Never had a knife-play produced such general commotion in Mulberry. Though the motive for a removal was an affair wherewith outsiders seldom concerned themselves, the whole colony thirsted in this distinguished instance to know the wherefore of Bertino’s desire to have his uncle’s life. This was a tidal wave of opportunity for Sara the Frier of Pepper Pods, and splendidly she rode upon it to renewed fortune. For months she had eaten the wormwood of a dishonoured oracle. She had told the people that rival loves dwelt beneath the roof of Casa Di Bello, and that some day grand trouble would be the fruit; but as time wore on and the volcano gave no hint of eruption Sara’s patrons flung the prophecy in her teeth and bought their fried pepper pods of an upstart competitor from the Porta del Carmine of Naples. Now she was able to brush the under side of her chin with the back of her hand when the aforetime scoffers passed, and ask triumphantly, “Who was it, my stupid one, that foretold grand trouble in Casa Di Bello?” No longer could her soothsaying power be doubted, and the morning after the letting of Signor Di Bello’s blood many an old customer, eager for news, returned to Sara’s frying pan, which sizzled all day with the steady rush of trade.

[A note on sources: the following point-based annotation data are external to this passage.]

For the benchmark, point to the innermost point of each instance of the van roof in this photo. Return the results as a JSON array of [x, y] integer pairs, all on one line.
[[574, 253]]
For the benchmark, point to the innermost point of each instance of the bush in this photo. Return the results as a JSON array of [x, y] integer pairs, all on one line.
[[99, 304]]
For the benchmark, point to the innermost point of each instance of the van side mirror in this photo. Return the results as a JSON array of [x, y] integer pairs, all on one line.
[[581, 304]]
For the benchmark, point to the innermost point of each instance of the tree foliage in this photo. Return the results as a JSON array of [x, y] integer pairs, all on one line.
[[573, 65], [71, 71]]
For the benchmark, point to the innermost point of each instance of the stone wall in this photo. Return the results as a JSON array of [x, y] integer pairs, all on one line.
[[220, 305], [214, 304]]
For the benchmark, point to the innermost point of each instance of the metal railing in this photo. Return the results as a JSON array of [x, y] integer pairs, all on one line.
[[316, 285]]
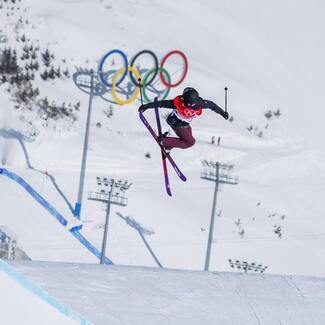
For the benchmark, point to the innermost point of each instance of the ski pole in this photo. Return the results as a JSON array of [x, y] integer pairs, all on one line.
[[226, 89], [140, 85]]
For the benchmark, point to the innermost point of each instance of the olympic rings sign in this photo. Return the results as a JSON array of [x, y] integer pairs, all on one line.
[[134, 74]]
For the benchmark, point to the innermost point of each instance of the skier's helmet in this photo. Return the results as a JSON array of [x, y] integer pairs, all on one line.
[[191, 97]]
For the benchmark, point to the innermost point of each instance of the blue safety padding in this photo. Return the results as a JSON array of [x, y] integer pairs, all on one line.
[[54, 302]]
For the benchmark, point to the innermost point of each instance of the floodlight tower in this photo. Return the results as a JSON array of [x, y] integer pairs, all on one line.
[[88, 82], [110, 191], [216, 172]]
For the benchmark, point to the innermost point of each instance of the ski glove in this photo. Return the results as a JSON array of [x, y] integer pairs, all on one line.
[[142, 108], [225, 115]]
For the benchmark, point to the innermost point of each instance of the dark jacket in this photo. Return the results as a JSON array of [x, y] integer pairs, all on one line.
[[174, 121]]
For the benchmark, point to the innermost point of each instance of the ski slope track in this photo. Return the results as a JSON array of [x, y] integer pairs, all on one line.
[[270, 55], [134, 295]]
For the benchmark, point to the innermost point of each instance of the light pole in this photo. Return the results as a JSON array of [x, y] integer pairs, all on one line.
[[110, 191], [214, 171], [88, 82]]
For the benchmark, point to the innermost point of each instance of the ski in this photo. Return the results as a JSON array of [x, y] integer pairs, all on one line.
[[167, 155], [163, 156]]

In the singsong staccato of Avelino she told all and much to boot of what she knew touching the great scandal. Who but she had gone to Signor Di Bello and told him how Bertino had been seen to kiss the singer, and who but she had seen the stiletto that her words had caused to gleam in his eye? “But it was the other that played the knife,” her listeners would observe, critically. This was Sara’s cue to nod her head mysteriously, say “No matter,” and look wiser than the plaster cast of Dante that brooded, yellow with age and dusty, in the window of Signor Sereno the Undertaker. And no more light could any one in Mulberry shed on the matter, for Juno and Bertino had made excellent work of guarding the secret of their marriage.

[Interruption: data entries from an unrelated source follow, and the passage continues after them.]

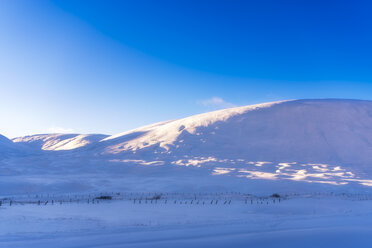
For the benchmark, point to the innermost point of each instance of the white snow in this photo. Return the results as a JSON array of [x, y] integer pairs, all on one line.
[[316, 151]]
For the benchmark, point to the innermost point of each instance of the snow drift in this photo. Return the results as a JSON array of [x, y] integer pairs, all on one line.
[[326, 142]]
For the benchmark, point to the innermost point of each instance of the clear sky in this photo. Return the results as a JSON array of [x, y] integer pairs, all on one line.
[[110, 66]]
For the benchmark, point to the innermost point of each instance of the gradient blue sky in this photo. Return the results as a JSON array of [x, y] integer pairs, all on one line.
[[109, 66]]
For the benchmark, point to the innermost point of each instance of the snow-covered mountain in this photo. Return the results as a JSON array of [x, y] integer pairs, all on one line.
[[58, 142], [284, 144], [331, 131]]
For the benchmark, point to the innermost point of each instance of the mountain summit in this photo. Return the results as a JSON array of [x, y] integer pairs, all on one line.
[[314, 141]]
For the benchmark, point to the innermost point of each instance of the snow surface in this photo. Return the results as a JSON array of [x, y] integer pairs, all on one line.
[[316, 153], [303, 145], [297, 221]]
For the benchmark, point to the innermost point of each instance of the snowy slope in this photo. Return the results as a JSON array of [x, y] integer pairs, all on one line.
[[322, 131], [283, 146], [56, 142]]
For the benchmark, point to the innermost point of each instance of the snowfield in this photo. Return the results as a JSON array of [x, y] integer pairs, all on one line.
[[316, 154], [316, 220]]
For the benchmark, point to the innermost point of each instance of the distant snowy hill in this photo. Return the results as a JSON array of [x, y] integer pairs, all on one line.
[[57, 142], [273, 146], [332, 131]]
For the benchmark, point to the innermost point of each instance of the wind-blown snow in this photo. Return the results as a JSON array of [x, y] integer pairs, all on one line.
[[298, 144], [56, 142]]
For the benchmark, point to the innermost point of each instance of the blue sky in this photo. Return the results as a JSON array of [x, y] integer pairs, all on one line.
[[109, 66]]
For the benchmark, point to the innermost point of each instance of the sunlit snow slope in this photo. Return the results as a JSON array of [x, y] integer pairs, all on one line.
[[332, 131], [325, 142]]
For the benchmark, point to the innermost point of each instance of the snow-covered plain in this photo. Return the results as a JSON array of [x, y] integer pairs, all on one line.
[[318, 152], [317, 220]]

Public interest in the episode declined when, after one day of closure, the shutters were taken down and business went on as usual at the Sign of the Wooden Bunch. A new assistant, to take the place of the fugitive Bertino, was on hand; so was Signor Di Bello, who looked not a hair the worse for the inexpert carving of which he had been the subject. While the patrons came and went he sat near the entrance, sprawled in his low chair, preoccupied, but answering with a grunt the many inquiries about his health. The etiquette of Mulberry permits no closer reference than this to removal matters. A subject of vast import and demanding the grocer’s instant attention had sprouted that morning. It was in a letter received from Carolina. He had just reached a conclusion—a fact he betokened by dealing himself a smart slap on the knee—when the form of Juno appeared between him and the sunshine that poured in at the shop door.